[東京 10日 ロイター] - 10日午前の東京株式市場で、日経平均は前営業日比244円81銭安の2万6074円53銭と続落した。引き続き米金利上昇への懸念が圧迫要因となっている。日経平均は一時2万6000円台を割り込んだが、時間外取引で米株先物がプラスに転換するにつれ全般は中盤から下げ渋った。

9日の米国株式市場は大幅安。10年債利回りが3年半ぶりの高水準に達し、S&P総合500種は2021年3月以降初めて終値で4000ポイントを割り込んだ。

日本株も幅広く売られてスタート。日経平均は下げを速めたものの、急ピッチな下げに対する突っ込み警戒感も生じ、徐々に下げ渋った。時間外取引で米株先物がプラスに転じたほか、原油先物が軟化したことも好感されている。

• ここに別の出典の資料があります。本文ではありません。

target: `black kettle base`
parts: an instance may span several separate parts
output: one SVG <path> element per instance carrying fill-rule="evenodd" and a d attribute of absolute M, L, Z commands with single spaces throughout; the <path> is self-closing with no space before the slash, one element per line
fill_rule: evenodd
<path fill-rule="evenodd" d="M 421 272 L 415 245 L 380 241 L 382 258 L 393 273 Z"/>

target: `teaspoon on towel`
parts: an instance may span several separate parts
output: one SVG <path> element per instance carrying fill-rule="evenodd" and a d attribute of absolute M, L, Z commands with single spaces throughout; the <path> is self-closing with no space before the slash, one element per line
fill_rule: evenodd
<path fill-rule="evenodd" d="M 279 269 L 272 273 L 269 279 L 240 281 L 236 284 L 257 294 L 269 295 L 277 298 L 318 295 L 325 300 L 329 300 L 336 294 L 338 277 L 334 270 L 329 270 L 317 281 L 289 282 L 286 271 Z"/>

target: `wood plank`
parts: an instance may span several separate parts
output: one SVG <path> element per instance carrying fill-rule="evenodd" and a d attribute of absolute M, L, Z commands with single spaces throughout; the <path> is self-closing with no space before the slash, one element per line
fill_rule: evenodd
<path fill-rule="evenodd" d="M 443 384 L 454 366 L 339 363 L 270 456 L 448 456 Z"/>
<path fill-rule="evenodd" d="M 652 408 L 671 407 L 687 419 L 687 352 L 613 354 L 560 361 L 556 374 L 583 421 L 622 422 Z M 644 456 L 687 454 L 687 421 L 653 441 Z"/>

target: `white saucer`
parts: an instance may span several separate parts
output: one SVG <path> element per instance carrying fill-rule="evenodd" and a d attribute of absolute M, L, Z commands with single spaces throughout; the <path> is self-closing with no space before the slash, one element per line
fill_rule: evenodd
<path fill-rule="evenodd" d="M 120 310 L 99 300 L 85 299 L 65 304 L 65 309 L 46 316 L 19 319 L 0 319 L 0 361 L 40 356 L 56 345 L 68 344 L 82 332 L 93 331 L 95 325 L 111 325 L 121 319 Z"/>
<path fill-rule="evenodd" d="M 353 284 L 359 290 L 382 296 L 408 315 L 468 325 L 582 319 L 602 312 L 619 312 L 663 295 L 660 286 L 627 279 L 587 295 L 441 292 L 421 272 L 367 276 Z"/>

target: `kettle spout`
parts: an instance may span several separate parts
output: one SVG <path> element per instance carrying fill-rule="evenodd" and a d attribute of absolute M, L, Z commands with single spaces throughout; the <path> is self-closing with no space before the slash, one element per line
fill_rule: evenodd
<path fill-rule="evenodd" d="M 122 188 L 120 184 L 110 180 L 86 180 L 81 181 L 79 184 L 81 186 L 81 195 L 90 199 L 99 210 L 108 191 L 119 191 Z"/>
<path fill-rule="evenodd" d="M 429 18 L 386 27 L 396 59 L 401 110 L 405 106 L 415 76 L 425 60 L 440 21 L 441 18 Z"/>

市場では「ナスダックなどの急速な下げによって、テクニカル面から自律反発に転じることが期待できるようになっている」(野村証券・投資情報部ストラテジストの神谷和男氏)との声も聞かれた。

TOPIXは0.94%安で午前の取引を終了。東証プライム市場の売買代金は1兆6296億2500万円。東証33業種では、鉱業、海運業、石油・石炭製品の下げが目立っている。

個別では、ソニーグループが年初来安値を更新したほか、東京エレクトロンなどの半導体関連株をはじめグロース系銘柄がさえない。INPEXも大幅安となった。半面、自社株買いを発表したキヤノンは高い。

プライム市場の騰落数は、値上がり543銘柄(29%)に対し、値下がりが1227銘柄(66%)、変わらずが67銘柄(3%)だった。